Internacional

Estudo diz que é mais provável contrair covid-19 num centro de refugiados do que num cruzeiro

Este relatório foi divulgado um dia depois de, num centro de receção de pedidos de asilo, 130 dos 300 refugiados terem testados positivo para a covid-19.

Um estudo realizado na Universidade de Bielefeld (oeste da Alemanha) alertou esta terça-feira, dia 19 de maio, que o risco de se contrair covid-19 num centro de refugiados no país é igual ou superior ao que se está exposto num cruzeiro.

O documento, divulgado pela cadeia de televisão pública regional SWR, alerta também para as possíveis consequências da alta densidade de população nos centros de acolhimento dos refugiados.

Segundo o estudo, os investigadores analisaram 23 dos centros existentes no país e referem ter chegado à conclusão de que a elevada taxa de infeção se deve à impossibilidade de manter a distância de segurança e as normas de higiene.

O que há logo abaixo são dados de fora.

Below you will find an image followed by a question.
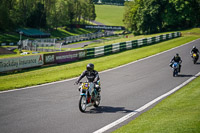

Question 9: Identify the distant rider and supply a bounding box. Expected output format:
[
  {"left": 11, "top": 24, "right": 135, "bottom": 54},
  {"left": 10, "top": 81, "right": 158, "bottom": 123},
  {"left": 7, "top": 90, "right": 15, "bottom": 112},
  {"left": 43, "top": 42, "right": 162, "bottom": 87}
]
[
  {"left": 170, "top": 53, "right": 182, "bottom": 72},
  {"left": 76, "top": 63, "right": 101, "bottom": 98},
  {"left": 190, "top": 46, "right": 199, "bottom": 56}
]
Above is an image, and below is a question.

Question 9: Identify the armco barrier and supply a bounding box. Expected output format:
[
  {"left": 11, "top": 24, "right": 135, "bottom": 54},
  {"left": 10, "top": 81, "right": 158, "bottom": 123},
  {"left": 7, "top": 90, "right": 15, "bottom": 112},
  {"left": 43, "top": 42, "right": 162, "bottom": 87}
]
[
  {"left": 0, "top": 32, "right": 181, "bottom": 72},
  {"left": 86, "top": 32, "right": 181, "bottom": 58},
  {"left": 0, "top": 55, "right": 44, "bottom": 72}
]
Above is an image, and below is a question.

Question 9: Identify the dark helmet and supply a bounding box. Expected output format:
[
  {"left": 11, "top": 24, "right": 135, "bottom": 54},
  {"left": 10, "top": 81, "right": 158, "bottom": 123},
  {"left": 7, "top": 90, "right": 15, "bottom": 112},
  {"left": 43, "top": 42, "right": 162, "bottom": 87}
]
[{"left": 87, "top": 63, "right": 94, "bottom": 71}]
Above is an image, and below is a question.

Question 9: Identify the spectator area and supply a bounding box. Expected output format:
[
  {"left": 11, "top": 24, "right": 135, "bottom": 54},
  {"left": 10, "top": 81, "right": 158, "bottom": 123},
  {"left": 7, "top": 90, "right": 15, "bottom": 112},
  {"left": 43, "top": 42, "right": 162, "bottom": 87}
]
[
  {"left": 0, "top": 47, "right": 15, "bottom": 55},
  {"left": 17, "top": 29, "right": 51, "bottom": 38}
]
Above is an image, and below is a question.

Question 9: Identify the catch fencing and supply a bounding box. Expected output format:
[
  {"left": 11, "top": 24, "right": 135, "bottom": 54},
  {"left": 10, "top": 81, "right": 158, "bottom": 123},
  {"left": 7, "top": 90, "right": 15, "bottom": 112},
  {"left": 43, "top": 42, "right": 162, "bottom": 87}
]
[
  {"left": 86, "top": 32, "right": 181, "bottom": 58},
  {"left": 0, "top": 32, "right": 181, "bottom": 72}
]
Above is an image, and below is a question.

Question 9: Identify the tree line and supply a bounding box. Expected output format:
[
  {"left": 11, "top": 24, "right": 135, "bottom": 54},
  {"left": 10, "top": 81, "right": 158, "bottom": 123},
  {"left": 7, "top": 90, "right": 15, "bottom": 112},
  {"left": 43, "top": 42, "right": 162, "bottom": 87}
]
[
  {"left": 123, "top": 0, "right": 200, "bottom": 35},
  {"left": 0, "top": 0, "right": 96, "bottom": 31},
  {"left": 93, "top": 0, "right": 125, "bottom": 5}
]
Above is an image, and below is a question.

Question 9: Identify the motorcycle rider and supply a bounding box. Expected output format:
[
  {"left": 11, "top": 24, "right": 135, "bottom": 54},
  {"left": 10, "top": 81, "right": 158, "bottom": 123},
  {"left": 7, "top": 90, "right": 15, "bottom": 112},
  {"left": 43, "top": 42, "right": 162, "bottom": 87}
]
[
  {"left": 170, "top": 53, "right": 182, "bottom": 72},
  {"left": 75, "top": 63, "right": 101, "bottom": 98},
  {"left": 190, "top": 46, "right": 199, "bottom": 56}
]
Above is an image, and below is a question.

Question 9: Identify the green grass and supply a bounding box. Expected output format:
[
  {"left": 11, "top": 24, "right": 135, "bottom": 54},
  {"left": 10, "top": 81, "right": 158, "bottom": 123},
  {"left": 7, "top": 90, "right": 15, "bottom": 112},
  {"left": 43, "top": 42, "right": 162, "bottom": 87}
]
[
  {"left": 0, "top": 28, "right": 95, "bottom": 43},
  {"left": 113, "top": 77, "right": 200, "bottom": 133},
  {"left": 95, "top": 5, "right": 124, "bottom": 26},
  {"left": 0, "top": 30, "right": 200, "bottom": 91}
]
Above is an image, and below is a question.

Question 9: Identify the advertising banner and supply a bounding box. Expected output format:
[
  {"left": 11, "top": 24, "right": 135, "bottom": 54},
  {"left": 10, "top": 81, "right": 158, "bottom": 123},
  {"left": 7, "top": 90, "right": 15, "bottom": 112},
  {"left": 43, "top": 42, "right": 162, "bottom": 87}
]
[
  {"left": 0, "top": 55, "right": 44, "bottom": 72},
  {"left": 55, "top": 50, "right": 86, "bottom": 63},
  {"left": 44, "top": 53, "right": 56, "bottom": 64}
]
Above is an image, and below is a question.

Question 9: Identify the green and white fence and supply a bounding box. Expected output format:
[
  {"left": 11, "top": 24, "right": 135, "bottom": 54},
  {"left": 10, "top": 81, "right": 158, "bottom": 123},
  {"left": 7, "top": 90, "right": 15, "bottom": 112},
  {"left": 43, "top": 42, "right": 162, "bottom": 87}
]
[
  {"left": 0, "top": 32, "right": 181, "bottom": 72},
  {"left": 86, "top": 32, "right": 181, "bottom": 58}
]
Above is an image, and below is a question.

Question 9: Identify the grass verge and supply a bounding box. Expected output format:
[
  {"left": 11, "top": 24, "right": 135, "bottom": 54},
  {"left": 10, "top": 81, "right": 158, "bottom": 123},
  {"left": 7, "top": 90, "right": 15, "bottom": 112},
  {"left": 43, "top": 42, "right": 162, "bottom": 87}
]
[
  {"left": 0, "top": 36, "right": 197, "bottom": 91},
  {"left": 113, "top": 77, "right": 200, "bottom": 133},
  {"left": 0, "top": 28, "right": 200, "bottom": 91}
]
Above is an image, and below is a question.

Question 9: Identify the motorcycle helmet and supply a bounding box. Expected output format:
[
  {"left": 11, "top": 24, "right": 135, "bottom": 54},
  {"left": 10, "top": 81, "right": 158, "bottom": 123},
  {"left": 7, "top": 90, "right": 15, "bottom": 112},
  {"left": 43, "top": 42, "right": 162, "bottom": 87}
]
[{"left": 86, "top": 63, "right": 94, "bottom": 71}]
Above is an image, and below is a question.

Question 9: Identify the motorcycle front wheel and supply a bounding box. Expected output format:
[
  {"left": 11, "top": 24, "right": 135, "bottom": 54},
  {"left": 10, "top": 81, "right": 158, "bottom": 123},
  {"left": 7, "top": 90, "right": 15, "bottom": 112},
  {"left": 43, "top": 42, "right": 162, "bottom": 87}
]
[
  {"left": 173, "top": 69, "right": 178, "bottom": 77},
  {"left": 79, "top": 95, "right": 87, "bottom": 112},
  {"left": 94, "top": 95, "right": 101, "bottom": 108}
]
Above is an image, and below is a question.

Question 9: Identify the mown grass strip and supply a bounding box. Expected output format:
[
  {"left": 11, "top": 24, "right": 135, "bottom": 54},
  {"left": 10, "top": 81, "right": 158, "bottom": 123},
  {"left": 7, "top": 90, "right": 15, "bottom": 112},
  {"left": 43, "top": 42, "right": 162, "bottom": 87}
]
[
  {"left": 0, "top": 36, "right": 197, "bottom": 91},
  {"left": 113, "top": 77, "right": 200, "bottom": 133}
]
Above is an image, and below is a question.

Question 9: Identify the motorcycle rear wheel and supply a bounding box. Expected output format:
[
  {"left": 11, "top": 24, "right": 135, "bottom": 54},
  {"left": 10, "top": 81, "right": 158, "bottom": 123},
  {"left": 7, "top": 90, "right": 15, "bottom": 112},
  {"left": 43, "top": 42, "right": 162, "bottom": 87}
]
[{"left": 79, "top": 95, "right": 87, "bottom": 112}]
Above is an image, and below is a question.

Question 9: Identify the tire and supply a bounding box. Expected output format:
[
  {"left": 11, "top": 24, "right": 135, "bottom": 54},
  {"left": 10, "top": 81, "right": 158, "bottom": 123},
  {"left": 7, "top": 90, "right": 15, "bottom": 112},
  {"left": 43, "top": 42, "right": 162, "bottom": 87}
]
[
  {"left": 194, "top": 59, "right": 197, "bottom": 64},
  {"left": 173, "top": 69, "right": 178, "bottom": 77},
  {"left": 94, "top": 95, "right": 101, "bottom": 108},
  {"left": 79, "top": 95, "right": 87, "bottom": 112}
]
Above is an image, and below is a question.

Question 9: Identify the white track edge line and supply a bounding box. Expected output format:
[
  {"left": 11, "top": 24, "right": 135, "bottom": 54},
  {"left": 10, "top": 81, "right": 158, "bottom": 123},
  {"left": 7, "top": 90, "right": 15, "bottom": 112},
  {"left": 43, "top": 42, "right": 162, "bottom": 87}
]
[
  {"left": 93, "top": 72, "right": 200, "bottom": 133},
  {"left": 0, "top": 39, "right": 200, "bottom": 94}
]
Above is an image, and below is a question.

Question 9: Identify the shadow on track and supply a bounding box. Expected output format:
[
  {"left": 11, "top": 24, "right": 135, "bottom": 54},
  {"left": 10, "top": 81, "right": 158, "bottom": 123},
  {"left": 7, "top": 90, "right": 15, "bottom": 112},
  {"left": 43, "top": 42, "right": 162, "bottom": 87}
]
[
  {"left": 177, "top": 74, "right": 194, "bottom": 77},
  {"left": 88, "top": 106, "right": 133, "bottom": 113}
]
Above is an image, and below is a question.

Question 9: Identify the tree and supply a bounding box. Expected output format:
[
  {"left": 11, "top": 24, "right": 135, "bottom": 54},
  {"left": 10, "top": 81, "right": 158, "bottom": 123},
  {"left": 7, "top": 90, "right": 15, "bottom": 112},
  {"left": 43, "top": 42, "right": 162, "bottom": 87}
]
[{"left": 124, "top": 0, "right": 200, "bottom": 34}]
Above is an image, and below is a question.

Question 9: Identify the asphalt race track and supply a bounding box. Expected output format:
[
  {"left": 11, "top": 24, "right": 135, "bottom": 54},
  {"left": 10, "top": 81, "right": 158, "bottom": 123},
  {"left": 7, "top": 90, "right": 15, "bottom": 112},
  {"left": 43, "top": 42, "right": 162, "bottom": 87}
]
[{"left": 0, "top": 39, "right": 200, "bottom": 133}]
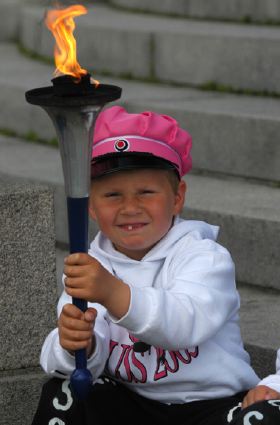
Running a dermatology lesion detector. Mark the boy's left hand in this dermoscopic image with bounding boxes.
[242,385,280,409]
[64,253,130,318]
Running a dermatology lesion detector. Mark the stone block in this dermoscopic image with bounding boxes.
[154,22,280,92]
[183,175,280,290]
[126,97,280,182]
[0,369,46,425]
[0,181,57,371]
[0,0,20,42]
[111,0,280,22]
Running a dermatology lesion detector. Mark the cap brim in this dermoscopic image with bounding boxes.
[91,152,179,178]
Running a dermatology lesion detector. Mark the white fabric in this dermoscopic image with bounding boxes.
[41,218,259,403]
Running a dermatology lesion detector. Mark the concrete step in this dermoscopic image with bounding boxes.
[57,243,280,377]
[0,43,280,182]
[110,0,280,23]
[19,5,280,93]
[0,136,280,290]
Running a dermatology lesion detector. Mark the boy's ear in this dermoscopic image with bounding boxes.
[174,180,187,215]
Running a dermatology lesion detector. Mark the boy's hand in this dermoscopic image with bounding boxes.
[242,385,280,409]
[58,304,97,357]
[64,253,130,319]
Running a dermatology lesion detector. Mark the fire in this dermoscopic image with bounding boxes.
[45,4,98,85]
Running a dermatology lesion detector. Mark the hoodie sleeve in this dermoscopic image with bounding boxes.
[40,286,110,381]
[111,240,239,350]
[258,349,280,393]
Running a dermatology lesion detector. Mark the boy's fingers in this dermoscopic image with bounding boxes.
[64,277,85,288]
[85,307,97,323]
[64,252,94,266]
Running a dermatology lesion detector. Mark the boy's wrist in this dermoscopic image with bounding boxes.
[103,276,130,319]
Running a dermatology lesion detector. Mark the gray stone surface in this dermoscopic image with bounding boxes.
[0,44,280,181]
[0,136,280,289]
[0,181,57,371]
[0,136,99,244]
[184,175,280,290]
[0,369,46,425]
[126,97,280,181]
[0,0,20,42]
[110,0,280,22]
[17,5,280,92]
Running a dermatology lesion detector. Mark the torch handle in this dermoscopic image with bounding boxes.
[67,197,92,399]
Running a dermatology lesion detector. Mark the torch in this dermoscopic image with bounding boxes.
[25,5,121,399]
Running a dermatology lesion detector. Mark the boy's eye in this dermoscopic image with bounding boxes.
[140,189,155,195]
[104,192,120,198]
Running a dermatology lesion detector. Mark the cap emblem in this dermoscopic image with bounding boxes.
[115,139,129,152]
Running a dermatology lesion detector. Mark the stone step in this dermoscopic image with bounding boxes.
[57,243,280,377]
[110,0,280,23]
[0,43,280,182]
[0,0,22,42]
[19,5,280,93]
[0,136,280,290]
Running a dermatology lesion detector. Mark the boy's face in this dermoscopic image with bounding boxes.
[90,170,186,260]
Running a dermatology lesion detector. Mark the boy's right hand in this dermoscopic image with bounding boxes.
[242,385,280,409]
[58,304,97,357]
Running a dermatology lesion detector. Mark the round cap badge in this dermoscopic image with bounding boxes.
[115,139,129,152]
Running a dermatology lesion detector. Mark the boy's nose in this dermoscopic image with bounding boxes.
[122,196,141,214]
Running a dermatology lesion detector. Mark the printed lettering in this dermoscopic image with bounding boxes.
[53,380,73,411]
[131,350,147,384]
[268,400,280,410]
[243,411,263,425]
[154,348,167,381]
[115,344,130,381]
[109,339,119,358]
[48,418,65,425]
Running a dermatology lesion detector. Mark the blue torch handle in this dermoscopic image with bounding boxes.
[67,197,92,399]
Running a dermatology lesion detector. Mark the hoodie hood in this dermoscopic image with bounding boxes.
[89,217,219,268]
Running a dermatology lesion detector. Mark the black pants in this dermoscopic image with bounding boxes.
[32,378,280,425]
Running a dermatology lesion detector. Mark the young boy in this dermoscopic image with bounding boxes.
[231,349,280,425]
[33,106,274,425]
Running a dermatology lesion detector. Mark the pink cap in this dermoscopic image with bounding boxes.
[92,106,192,177]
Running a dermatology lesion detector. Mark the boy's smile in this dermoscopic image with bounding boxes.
[90,169,186,260]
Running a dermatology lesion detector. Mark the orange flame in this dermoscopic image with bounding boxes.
[45,4,95,81]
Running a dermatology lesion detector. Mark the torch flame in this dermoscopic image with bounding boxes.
[45,4,98,85]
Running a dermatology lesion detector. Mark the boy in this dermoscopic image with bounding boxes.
[33,106,272,425]
[231,350,280,425]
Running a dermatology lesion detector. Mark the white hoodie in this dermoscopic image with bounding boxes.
[41,218,259,403]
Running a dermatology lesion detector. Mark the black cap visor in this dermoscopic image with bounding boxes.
[91,152,180,179]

Tal como já tinham denunciado numerosas organizações nas últimas semanas, nestes centros, que chegam a acolher centenas de pessoas que partilham zonas comuns, é habitual que várias famílias se vejam obrigadas a conviver numa mesma habitação.

Os idosos e as pessoas com patologias crónicas não têm a possibilidade de se isolar e têm de partilhar as casas de banho e os refeitórios com os restantes residentes.

"Se não queremos que haja novos focos do novo coronavírus com o risco de infeção de um cruzeiro, as autoridades competentes deveriam facilitar, com urgência, um alojamento em conformidade com as normas de proteção", destacou o responsável pelo estudo, Kayvan Bozorgmehr.

O relatório foi divulgado um dia depois de, num centro de receção de pedidos de asilo, nos arredores de Bona (oeste da Alemanha), 130 dos 300 refugiados que lá aguardam por uma resposta foram testados positivo para a covid-19.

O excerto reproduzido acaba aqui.